Wilms' tumor (WT), sometimes referred to as nephroblastoma, is a cancerous kidney tumor that makes up 5% of pediatric malignancies and 95% of malignant kidney tumors in childhood [1]. It occurs in around 1 in every 10,000 children [2]. The syndrome arises from atypical kidney formation during the embryonic phase, particularly at the mesenchymal-epithelial transition (MET) that occurs at the beginning of nephrogenesis [3]. It commonly impacts children between the ages of 0 and 4, with most diagnoses occurring between the ages of 3 and 4 and it affects both men and girls equally [1].

While the majority of WT cases are unilateral, occurring in only one kidney, approximately 5–10% of tumors involve both kidneys simultaneously [4], [5]. The majority of WT cases, around 98–99%, occur sporadically, whereas a small percentage, about 1–2%, are familial [6]. Metastatic forms are seen in around 12% of cases [7], with the majority (80%) affecting the lungs and a smaller proportion (10%) affecting the liver [8]. However, in rare instances, metastasis to the lymph nodes or bones may be found [6]. Approximately 20% of WTs are incidentally detected during normal check-up visits, as tumors can grow to a significant size without showing any specific symptoms [9]. Nevertheless, WT is typically distinguished by the formation of a tangible rigid mass or enlargement in the abdomen, which may be accompanied by abdominal discomfort, internal bleeding inside the tumor, presence of blood in urine under microscopic examination, high blood pressure, fever, and vomiting [10]. Imaging, particularly ultrasound, aids in establishing the diagnosis, which can reveal the location of the mass within or outside the kidney, as well as its composition (solid or cystic). Subsequently, three-dimensional imaging techniques such as MRI scan or CT are conducted, which are necessary for determining the extent of the disease and for initial monitoring of the condition [11].

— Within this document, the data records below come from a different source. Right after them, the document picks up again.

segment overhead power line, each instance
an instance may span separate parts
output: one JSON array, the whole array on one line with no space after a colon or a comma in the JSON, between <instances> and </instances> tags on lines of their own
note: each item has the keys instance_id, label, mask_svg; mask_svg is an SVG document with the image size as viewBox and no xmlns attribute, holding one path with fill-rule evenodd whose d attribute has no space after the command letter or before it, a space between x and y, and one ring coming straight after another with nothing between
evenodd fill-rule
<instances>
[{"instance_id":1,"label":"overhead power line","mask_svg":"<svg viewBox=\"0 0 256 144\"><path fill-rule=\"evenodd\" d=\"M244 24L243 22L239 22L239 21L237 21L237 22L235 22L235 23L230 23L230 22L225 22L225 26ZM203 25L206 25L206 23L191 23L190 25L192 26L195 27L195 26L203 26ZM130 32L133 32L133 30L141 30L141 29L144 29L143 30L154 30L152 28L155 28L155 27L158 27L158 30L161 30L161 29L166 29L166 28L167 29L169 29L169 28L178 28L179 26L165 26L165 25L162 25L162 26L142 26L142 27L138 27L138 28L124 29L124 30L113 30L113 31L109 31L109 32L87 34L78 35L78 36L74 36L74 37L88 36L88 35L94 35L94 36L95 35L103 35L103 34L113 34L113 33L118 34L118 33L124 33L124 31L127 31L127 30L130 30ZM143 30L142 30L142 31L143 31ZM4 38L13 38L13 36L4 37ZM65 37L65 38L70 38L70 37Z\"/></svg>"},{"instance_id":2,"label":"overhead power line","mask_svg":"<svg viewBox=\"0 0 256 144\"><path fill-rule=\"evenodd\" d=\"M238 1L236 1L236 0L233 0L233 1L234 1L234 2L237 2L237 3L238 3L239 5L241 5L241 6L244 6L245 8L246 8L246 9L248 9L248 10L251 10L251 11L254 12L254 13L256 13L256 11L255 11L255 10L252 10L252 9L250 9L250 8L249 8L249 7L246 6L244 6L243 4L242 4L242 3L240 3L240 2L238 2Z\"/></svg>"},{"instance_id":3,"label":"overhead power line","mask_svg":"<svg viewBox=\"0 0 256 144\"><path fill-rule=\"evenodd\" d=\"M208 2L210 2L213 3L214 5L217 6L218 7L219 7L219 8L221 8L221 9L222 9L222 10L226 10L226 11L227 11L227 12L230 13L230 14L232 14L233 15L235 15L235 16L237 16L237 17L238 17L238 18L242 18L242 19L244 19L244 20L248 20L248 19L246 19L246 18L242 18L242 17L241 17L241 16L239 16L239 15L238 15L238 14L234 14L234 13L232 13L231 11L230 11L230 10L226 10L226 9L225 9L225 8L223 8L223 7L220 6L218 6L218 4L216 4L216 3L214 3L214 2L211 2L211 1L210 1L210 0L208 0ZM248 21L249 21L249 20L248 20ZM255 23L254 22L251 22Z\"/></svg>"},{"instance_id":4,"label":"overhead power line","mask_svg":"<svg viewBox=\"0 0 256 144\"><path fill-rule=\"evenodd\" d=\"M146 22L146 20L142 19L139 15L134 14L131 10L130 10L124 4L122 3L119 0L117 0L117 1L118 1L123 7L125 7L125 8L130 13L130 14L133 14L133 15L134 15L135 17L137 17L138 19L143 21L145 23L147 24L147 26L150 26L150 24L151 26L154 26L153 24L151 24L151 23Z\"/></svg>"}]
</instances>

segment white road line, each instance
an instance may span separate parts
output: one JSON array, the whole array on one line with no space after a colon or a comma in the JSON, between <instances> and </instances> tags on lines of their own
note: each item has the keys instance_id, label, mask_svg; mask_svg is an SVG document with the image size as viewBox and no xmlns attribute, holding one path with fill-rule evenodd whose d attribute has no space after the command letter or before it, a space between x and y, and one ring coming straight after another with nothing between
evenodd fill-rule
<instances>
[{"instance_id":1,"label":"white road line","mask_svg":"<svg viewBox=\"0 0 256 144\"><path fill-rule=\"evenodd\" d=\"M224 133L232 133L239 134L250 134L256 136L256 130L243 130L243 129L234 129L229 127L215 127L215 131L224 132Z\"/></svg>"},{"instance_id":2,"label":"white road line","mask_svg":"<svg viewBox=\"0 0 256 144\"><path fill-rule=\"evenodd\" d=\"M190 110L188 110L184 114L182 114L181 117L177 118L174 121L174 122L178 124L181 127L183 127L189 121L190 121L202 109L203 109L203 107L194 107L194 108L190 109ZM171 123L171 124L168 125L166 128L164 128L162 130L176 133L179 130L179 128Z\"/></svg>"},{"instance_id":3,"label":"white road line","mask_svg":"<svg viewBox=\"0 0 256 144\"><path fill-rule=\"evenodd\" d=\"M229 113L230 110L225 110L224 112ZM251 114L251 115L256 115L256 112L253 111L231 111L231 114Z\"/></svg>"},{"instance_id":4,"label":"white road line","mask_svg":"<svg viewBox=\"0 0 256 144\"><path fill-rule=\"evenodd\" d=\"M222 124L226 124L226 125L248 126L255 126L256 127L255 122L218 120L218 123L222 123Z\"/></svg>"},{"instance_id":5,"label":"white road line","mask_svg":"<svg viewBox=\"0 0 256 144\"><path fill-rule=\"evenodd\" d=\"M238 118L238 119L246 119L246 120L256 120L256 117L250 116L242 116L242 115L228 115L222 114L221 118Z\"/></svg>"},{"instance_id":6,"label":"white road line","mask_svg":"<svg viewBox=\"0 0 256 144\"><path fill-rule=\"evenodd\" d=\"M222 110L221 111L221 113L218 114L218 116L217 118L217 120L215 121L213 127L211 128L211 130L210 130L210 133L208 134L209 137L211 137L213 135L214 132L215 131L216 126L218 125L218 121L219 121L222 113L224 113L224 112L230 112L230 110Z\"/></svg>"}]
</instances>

WT originates from remaining blastema cells in the kidney, referred to as nephrogenic rests, believed to constitute early stages of the tumor [12]. Tumors can form in nephrogenic rests, with bilateral Wilms tumors being more prevalent in girls and linked to specific congenital disorders like as aniridia and hemihypertrophy. The fetal kidney is formed from the ureteric bud and metanephric mesenchyme, while Wilms tumors arise from the aberrant presence of nephrogenic cells [12].

WT is managed according to either the NWTS North American protocol or the SIOP European protocol [4], [13]. In Morocco and many parts of Europe, the SIOP procedure is utilized, involving the administration of chemotherapy before surgery, followed by the complete removal of the kidney along with the tying off of the blood vessels and the removal of the lower part of the ureter. This is then followed by postoperative chemotherapy, typically using a combination of drugs. In certain cases, post-operative radiation therapy may be administered alongside chemotherapy, depending on the histology and stage of the tumor [14]. However, despite their effectiveness in increasing survival rates, these treatments can also cause negative side effects. These side effects include short-term toxicity, especially affecting the GIT and cardiac systems, as well as long-term toxicity. Chronic poisoning may cause hindered growth of bones, which could result in scoliosis and an increased likelihood of acquiring secondary cancers [6].

MicroRNAs (miRNAs) are small, conserved, non-coding RNA molecules that consist of a single strand and are typically 20–22 nucleotides long [15], [16]. Their primary roles involve regulating target mRNAs post-transcriptionally by either inhibiting translation or promoting mRNA degradation [17], [18]. MiRNAs were initially discovered as regulators of proliferation, apoptosis, and cellular differentiation [19]. The dysregulation of specific miRNAs (referred to as "oncomiR") has been linked to the formation of particular cancers [20]. Multiple studies have documented the abnormal regulation of miRNAs in different tumors, including urothelial, and gastric cancer and modified expression of these miRNAs has been suggested as a means of diagnosing and predicting the outcome of these diseases [21], [22]. The genesis of WT involves the dysregulation of epithelial-mesenchymal transition (EMT), cell migration, invasion, cell proliferation, and metastasis. This study focuses on the investigation of the functions of different cancer-causing and tumor-suppressing miRNAs in WT, aiming to enhance our comprehension of the molecular mechanisms involved in the initiation and advancement of WT. We also explore the biological importance and medical application of miRNAs in the prognosis and diagnosis of WT.

A review was conducted by searching the online medical databases PUBMED and NCBI for certain phrases. Research on "miRNA," "nephroblastoma," "carcinogenesis," "pathogenesis," and "Wilms' tumors" was finished by December 29, 2023. To provide a comprehensive overview of the role of miRNAs in Wilms' tumor development and pathogenesis, priority was given to papers with robust experimental methodologies such as clinical guidelines, meta-analyses, randomized clinical studies, systematic reviews, original papers, and narrative reviews.